A lighter, less aggressive trap beat accompanies Malone, Future and Halsey on “Die For Me” where the three discuss untrustworthy partners. Malone gives all sorts of reasons why he no longer trusts a woman in his life, especially after some of her actions. “Remember when you got my a** arrested (Wow)/At least when I was in jail, I got some rest in (Yeah),” Malone sings.
Future’s verse also puts the blame on the woman, saying it’s her fault they’re having issues. “Got a bad girl, I was treating her too nice/Caught you being vulnerable, that ain't what I need,” he raps. However, Halsey provides a counter perspective from a woman’s point of view, referencing times where she had been cheated on. “Brought some strangers in our beds/And now you lost your right to privacy/Spilling all our secrets/When you thought they'd probably die with me,” she sings.

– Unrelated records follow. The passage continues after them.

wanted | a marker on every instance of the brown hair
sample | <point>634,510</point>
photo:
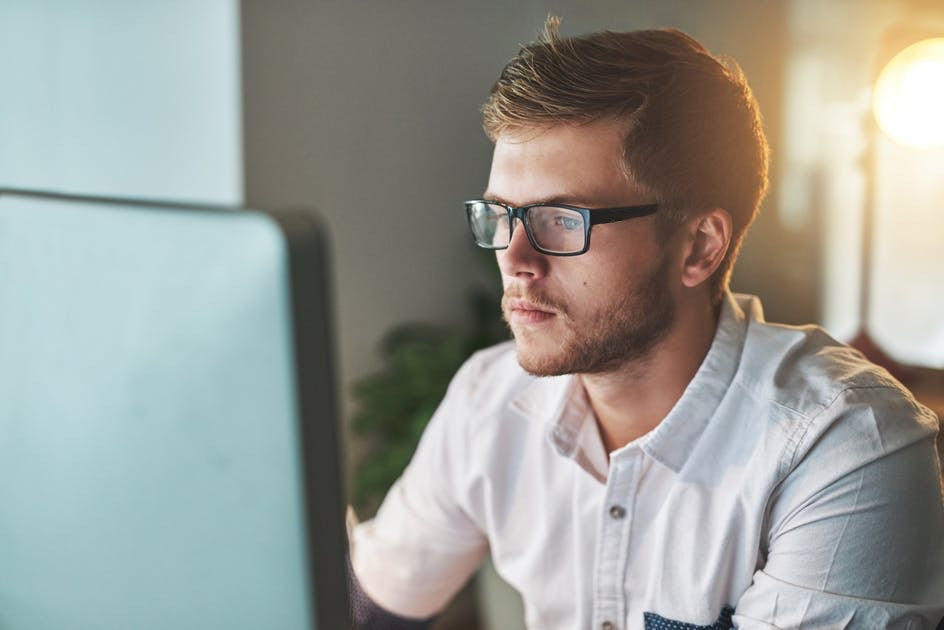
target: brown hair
<point>693,134</point>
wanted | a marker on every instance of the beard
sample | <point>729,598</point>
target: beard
<point>624,330</point>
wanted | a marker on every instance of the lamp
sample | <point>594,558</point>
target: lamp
<point>908,106</point>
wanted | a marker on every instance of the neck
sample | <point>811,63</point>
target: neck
<point>633,399</point>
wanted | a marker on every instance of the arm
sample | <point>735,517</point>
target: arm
<point>856,529</point>
<point>423,544</point>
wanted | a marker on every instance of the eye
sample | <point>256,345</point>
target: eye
<point>568,222</point>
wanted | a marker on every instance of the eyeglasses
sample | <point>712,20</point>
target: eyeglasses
<point>553,229</point>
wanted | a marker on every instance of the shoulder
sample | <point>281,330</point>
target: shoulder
<point>816,386</point>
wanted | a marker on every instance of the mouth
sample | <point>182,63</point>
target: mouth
<point>521,311</point>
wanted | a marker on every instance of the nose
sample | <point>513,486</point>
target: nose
<point>519,259</point>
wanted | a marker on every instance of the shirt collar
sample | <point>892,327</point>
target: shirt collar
<point>562,403</point>
<point>674,438</point>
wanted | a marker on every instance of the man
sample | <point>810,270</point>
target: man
<point>648,452</point>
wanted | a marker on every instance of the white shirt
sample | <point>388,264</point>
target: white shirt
<point>793,482</point>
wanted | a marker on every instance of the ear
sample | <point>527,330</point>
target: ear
<point>709,236</point>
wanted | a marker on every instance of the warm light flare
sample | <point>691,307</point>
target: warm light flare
<point>909,95</point>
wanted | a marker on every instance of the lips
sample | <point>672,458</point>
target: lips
<point>523,311</point>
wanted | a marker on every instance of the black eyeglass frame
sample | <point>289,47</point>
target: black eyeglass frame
<point>591,217</point>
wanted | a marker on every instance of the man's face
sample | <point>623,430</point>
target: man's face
<point>601,310</point>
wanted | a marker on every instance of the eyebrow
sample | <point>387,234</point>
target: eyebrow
<point>570,199</point>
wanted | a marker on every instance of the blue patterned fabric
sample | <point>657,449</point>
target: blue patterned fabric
<point>367,615</point>
<point>658,622</point>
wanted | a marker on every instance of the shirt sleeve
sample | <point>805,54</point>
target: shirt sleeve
<point>423,544</point>
<point>857,526</point>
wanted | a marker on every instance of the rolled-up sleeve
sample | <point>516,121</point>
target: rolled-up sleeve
<point>423,545</point>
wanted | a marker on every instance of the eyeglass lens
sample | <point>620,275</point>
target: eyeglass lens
<point>553,229</point>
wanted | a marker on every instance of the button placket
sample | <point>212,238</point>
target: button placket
<point>613,544</point>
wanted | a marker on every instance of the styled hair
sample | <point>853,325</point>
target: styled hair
<point>693,134</point>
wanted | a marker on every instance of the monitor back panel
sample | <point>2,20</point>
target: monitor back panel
<point>151,474</point>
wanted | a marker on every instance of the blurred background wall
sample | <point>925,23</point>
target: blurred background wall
<point>368,111</point>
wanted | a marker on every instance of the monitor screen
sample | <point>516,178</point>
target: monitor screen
<point>168,439</point>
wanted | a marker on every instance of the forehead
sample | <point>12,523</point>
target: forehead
<point>577,163</point>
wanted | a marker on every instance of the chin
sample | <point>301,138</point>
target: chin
<point>546,362</point>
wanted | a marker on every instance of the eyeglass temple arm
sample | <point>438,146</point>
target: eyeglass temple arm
<point>611,215</point>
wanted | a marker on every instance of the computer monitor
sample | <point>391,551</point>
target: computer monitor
<point>168,428</point>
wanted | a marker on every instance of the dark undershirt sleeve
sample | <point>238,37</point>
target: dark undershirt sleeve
<point>368,615</point>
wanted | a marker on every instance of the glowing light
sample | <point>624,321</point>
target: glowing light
<point>909,95</point>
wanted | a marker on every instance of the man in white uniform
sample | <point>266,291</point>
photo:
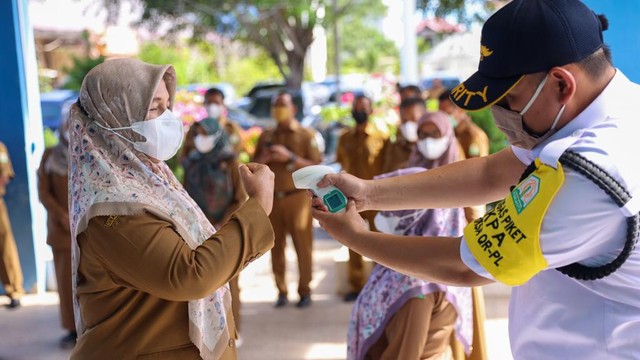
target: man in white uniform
<point>566,243</point>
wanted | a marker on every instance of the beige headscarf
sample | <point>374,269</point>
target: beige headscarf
<point>107,176</point>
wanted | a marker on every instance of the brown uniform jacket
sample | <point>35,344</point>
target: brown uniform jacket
<point>357,153</point>
<point>235,135</point>
<point>136,275</point>
<point>239,193</point>
<point>53,191</point>
<point>298,140</point>
<point>394,154</point>
<point>472,138</point>
<point>6,170</point>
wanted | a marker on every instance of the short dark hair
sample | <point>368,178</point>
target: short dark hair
<point>412,101</point>
<point>413,88</point>
<point>214,91</point>
<point>445,95</point>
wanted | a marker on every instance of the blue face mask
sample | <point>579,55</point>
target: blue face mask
<point>511,123</point>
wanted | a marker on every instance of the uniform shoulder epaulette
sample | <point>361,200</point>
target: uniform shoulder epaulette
<point>110,220</point>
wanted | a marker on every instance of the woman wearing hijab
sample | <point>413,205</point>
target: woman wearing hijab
<point>437,145</point>
<point>212,179</point>
<point>53,193</point>
<point>401,317</point>
<point>149,270</point>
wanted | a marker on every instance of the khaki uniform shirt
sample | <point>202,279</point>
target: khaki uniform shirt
<point>5,167</point>
<point>235,135</point>
<point>357,152</point>
<point>136,276</point>
<point>53,192</point>
<point>298,140</point>
<point>394,154</point>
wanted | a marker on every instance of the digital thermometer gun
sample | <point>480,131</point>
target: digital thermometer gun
<point>308,178</point>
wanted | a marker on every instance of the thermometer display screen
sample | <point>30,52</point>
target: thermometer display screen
<point>335,201</point>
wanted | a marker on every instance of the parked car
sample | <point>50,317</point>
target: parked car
<point>229,91</point>
<point>55,104</point>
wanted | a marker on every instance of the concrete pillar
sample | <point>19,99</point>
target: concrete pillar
<point>409,51</point>
<point>623,36</point>
<point>21,131</point>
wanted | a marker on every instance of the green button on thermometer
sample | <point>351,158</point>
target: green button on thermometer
<point>308,178</point>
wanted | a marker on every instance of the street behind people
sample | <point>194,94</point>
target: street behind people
<point>149,269</point>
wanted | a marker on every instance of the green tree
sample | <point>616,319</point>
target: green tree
<point>284,30</point>
<point>367,52</point>
<point>466,11</point>
<point>77,72</point>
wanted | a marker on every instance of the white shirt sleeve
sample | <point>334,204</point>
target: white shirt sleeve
<point>582,224</point>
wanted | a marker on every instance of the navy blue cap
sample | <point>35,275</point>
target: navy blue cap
<point>526,37</point>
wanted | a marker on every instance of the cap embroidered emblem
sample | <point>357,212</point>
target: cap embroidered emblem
<point>485,52</point>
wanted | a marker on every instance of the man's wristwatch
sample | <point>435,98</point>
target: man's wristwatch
<point>291,164</point>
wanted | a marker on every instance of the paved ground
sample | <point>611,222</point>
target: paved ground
<point>316,333</point>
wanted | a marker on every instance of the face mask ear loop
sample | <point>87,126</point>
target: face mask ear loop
<point>115,133</point>
<point>555,122</point>
<point>534,97</point>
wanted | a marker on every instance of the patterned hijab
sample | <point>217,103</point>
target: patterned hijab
<point>386,290</point>
<point>452,154</point>
<point>108,177</point>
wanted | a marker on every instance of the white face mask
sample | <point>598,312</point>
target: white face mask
<point>163,134</point>
<point>214,111</point>
<point>205,143</point>
<point>409,131</point>
<point>433,148</point>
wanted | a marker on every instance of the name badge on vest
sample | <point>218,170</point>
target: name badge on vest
<point>506,240</point>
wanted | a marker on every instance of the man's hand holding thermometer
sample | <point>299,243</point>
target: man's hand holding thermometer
<point>309,177</point>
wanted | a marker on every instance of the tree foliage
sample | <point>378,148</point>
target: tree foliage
<point>367,52</point>
<point>466,11</point>
<point>77,72</point>
<point>284,30</point>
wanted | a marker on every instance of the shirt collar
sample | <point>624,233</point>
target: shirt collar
<point>604,106</point>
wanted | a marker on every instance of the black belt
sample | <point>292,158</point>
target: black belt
<point>284,194</point>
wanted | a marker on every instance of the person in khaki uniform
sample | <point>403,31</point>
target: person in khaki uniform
<point>214,102</point>
<point>395,151</point>
<point>149,269</point>
<point>357,152</point>
<point>53,185</point>
<point>212,179</point>
<point>10,269</point>
<point>286,148</point>
<point>472,139</point>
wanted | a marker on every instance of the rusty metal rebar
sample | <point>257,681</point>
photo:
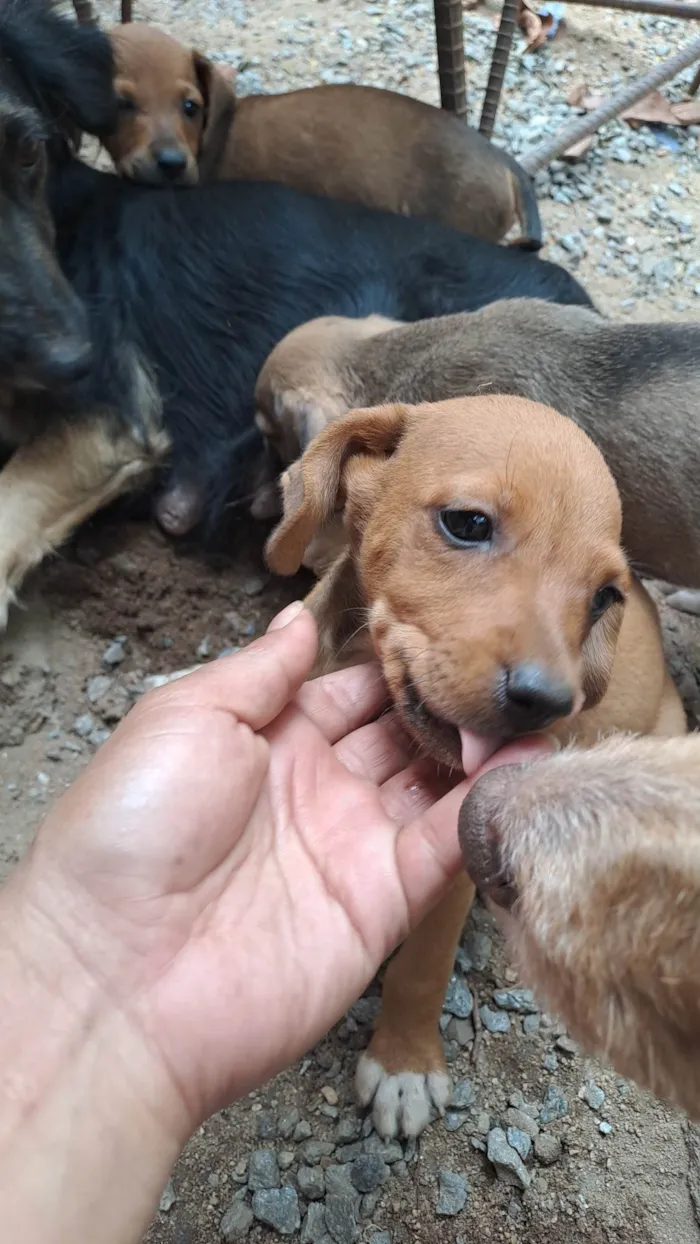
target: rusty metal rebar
<point>449,39</point>
<point>499,65</point>
<point>538,157</point>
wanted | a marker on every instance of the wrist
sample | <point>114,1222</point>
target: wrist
<point>90,1120</point>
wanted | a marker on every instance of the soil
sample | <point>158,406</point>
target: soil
<point>173,606</point>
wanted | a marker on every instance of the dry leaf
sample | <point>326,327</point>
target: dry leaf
<point>653,110</point>
<point>686,113</point>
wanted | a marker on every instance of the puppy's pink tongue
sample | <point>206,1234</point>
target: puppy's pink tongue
<point>475,750</point>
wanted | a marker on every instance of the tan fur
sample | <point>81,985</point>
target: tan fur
<point>354,143</point>
<point>603,851</point>
<point>450,621</point>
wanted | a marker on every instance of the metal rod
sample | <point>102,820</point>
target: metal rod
<point>449,37</point>
<point>660,8</point>
<point>499,65</point>
<point>538,157</point>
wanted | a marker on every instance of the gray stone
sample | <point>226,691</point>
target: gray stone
<point>312,1151</point>
<point>262,1169</point>
<point>277,1208</point>
<point>553,1105</point>
<point>311,1182</point>
<point>519,1141</point>
<point>520,1120</point>
<point>168,1198</point>
<point>463,1095</point>
<point>341,1222</point>
<point>506,1162</point>
<point>236,1222</point>
<point>453,1191</point>
<point>521,1000</point>
<point>368,1172</point>
<point>495,1021</point>
<point>313,1224</point>
<point>547,1148</point>
<point>593,1095</point>
<point>458,1000</point>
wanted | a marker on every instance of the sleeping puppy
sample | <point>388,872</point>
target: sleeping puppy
<point>633,388</point>
<point>180,122</point>
<point>480,559</point>
<point>596,858</point>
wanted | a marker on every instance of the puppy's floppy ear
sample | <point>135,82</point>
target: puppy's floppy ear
<point>219,107</point>
<point>598,654</point>
<point>312,488</point>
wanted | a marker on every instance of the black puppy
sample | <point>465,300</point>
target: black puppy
<point>187,292</point>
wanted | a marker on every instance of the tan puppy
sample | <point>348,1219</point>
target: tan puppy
<point>483,565</point>
<point>359,144</point>
<point>597,857</point>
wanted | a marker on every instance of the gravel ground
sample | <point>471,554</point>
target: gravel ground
<point>540,1145</point>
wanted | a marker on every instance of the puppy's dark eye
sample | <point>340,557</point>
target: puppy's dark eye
<point>465,528</point>
<point>603,600</point>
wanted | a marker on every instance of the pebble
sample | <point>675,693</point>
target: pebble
<point>553,1106</point>
<point>593,1095</point>
<point>236,1222</point>
<point>521,1000</point>
<point>453,1191</point>
<point>262,1169</point>
<point>277,1208</point>
<point>341,1222</point>
<point>168,1198</point>
<point>495,1021</point>
<point>458,1000</point>
<point>506,1161</point>
<point>547,1148</point>
<point>368,1172</point>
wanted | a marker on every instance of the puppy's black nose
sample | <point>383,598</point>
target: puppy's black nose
<point>535,698</point>
<point>64,361</point>
<point>172,162</point>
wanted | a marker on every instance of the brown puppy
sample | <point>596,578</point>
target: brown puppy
<point>483,565</point>
<point>632,387</point>
<point>361,144</point>
<point>597,856</point>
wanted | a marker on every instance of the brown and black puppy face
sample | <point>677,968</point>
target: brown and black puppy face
<point>162,107</point>
<point>485,538</point>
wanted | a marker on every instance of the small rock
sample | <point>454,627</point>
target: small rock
<point>506,1161</point>
<point>553,1105</point>
<point>593,1095</point>
<point>453,1191</point>
<point>312,1151</point>
<point>311,1182</point>
<point>521,1000</point>
<point>368,1172</point>
<point>262,1171</point>
<point>458,1000</point>
<point>341,1222</point>
<point>168,1198</point>
<point>547,1148</point>
<point>495,1021</point>
<point>277,1208</point>
<point>519,1141</point>
<point>236,1222</point>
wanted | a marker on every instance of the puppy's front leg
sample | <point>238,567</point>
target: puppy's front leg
<point>403,1071</point>
<point>54,483</point>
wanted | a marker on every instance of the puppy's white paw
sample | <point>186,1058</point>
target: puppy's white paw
<point>685,600</point>
<point>404,1102</point>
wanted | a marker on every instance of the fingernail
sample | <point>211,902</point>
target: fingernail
<point>287,615</point>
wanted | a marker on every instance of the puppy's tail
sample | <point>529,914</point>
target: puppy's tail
<point>526,208</point>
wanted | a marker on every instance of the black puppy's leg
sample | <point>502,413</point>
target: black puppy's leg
<point>55,483</point>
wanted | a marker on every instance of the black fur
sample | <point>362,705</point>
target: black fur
<point>203,283</point>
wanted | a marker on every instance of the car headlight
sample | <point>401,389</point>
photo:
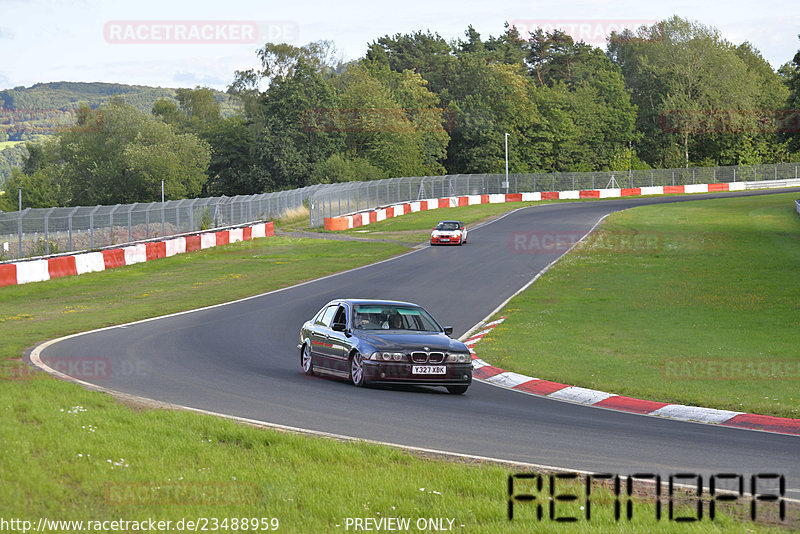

Rock ‘n’ Roll legend and Black Sabbath vocalist Ozzy Osbourne takes the chorus on “Take What You Want,” which, complete with a verse from Travis Scott, makes up the ninth track of Malone’s 17-song record. It’s obvious this track is where Post Malone decides to release his inner rockstar. It begins with a lone guitar and strained vocals from Ozzy. A raw verse from Travis Scott acts as a contemporary balance point to the track and smoothly leads back into Osbourne’s chorus just to set up the wildest, most rockin’ guitar solo I’ve heard all summer.
On an interlude-like track produced by Kanye West, who is back on a Twitter hiatus of his own, Post Malone discusses issues plaguing him that all end up leading back to the Web. “Internet” is a PSA from Malone about why he has decreased the amount of time he spends online, mostly due to him being completely fed up with the facades people put up on social media. Malone emphasizes the idea of ignorance being bliss — if he doesn’t go online, then he is going to be the last one to know about whatever critics say about him.
The first single released to promote the album, “Wow.” ends the album and is where Malone boasts about his celebrity lifestyle. In the second verse he even references his 2016 hit “Congratulations,” a similarly themed song where he raps about getting compliments from everyone he meets for making it in the music business. Malone is indicating that he has made improvements, and his followers have gone from simply congratulating him to genuinely being impressed and amazed.
“Hollywood’s Bleeding” is the addition Post Malone needed in his catalogue, proving he really is the multi-faceted artist he claims to be through the pop- and rap-filled tracks of his debut “Stoney,” to more rock-driven songs on “Beerbongs and Bentleys.”
While his newest release still features the same hip-hop/pop aspects Malone has utilized on all his other works, on “Hollywood’s Bleeding” he uses his massive platform to highlight issues he sees within his industry as well as in himself.